Here is a quick summary of some of the more important and/or interesting news stories on email marketing to cross the transom this week:

Email Users Can’t Count on Privacy Protections (via Wall Street Journal)
It was a bad week for email privacy. The entire General Petreaus affair affair hinged on a law that allows government agencies to request access to personal email accounts if they have an easy-to-obtain warrant. In the general’s case, a woman in Florida claimed she received threatening emails from Paula Broadwell. The FBI investigated and uncovered the Broadwell’s affair with Petreaus, most of which was chronicled in tens of thousands of messages in the draft folder of a shared Gmail account. The most unsettling part of the story is that the number of government increases for personal inbox access is on the rise. Google reported that it received 8,000 of them in the first half of this year, up 34% from last year. And it complied with 90% of the requests. Is this news going to suppress your open rate? Probably not directly, no. But what makes email such an important marketing channel is that it is indispensible for 1-to-1 personal communications. If people start to leave their personal lives out of email and use it only for business, engagement with that channel – and the brands who occupy it – will drop.
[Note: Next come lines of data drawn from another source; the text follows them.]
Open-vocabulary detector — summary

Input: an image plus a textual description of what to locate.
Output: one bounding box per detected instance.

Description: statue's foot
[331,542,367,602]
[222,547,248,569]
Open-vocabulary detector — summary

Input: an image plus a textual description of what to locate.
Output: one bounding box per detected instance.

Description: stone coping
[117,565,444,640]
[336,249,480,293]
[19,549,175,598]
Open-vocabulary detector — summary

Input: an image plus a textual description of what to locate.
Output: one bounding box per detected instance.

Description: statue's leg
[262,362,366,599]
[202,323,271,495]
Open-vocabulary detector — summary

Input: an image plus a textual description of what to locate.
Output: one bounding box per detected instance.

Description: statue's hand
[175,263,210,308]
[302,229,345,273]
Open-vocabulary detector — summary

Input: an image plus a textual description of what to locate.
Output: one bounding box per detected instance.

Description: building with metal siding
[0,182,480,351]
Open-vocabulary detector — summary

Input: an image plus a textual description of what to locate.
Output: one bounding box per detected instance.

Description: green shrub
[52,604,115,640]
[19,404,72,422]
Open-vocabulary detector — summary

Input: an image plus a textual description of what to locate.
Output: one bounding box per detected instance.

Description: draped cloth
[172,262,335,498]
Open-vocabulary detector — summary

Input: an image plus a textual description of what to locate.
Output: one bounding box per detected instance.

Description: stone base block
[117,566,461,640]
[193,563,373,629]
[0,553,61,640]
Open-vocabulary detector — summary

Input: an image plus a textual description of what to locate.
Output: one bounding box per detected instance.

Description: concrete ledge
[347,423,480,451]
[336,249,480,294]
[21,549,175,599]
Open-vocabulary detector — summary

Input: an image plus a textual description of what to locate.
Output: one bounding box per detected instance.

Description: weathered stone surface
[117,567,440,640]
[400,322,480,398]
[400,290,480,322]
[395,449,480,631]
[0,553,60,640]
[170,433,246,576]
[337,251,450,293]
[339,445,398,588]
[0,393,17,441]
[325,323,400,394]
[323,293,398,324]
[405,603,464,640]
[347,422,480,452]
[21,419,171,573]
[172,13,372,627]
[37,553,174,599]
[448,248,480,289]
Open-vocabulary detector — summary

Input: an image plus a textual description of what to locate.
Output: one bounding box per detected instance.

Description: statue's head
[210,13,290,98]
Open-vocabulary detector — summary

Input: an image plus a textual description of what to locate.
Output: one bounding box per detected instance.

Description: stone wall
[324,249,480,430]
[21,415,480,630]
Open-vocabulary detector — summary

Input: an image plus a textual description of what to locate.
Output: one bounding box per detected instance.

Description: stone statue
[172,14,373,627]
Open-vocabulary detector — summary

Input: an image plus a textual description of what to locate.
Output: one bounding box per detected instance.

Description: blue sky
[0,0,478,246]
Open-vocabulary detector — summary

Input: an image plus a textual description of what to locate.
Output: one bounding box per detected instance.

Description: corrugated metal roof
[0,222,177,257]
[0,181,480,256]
76% of Mobile Users Will Swap Their Email Address for Offers (via Marketing Charts)
At least if privacy is going down the tubes, email marketers can find some way to benefit from it. What is interesting about this study by McAfee Software is that mobile users are quick to give up their email address for a coupon or discount, but only 36% will provide their phone numbers. To me, this says that the next subscriber battleground will be for TXT subscribers. Consumers protect that channel with vigilance, meaning any brand that does gain access has earned and will enjoy engagement.

60% of Companies Do Not Consider Consumer Privacy a Priority (via DM News)
A study by PR firm Edelman that surveyed 6400 executives from 20 countries has found that 60% don’t think their company prioritizes consumer privacy, and more than half believe that if they were embroiled in a privacy scandal it wouldn’t damage their brands. Now if I began this week’s recap with this article your response may well be one of outrage or even contempt for all these companies that don’t care about their customers’ privacy. But really, why should they? The government doesn’t value consumer email privacy and consumers themselves will trade it away for free shipping. Why should brands bend over backwards to preserve it? Now I’m only half serious here, but the half that is looks forward to a time when access to an email address becomes as ubiquitous as access to a mailing address. This industry fought off a spam crisis once but if it happens again there is a good chance that our customers will jettison email for other channels, none of which were as readily available in 2005. Email privacy matters, even if it’s only to preserve the years of time and hundreds of thousands of dollars your company has spent building up the email channel it relies on so heavily.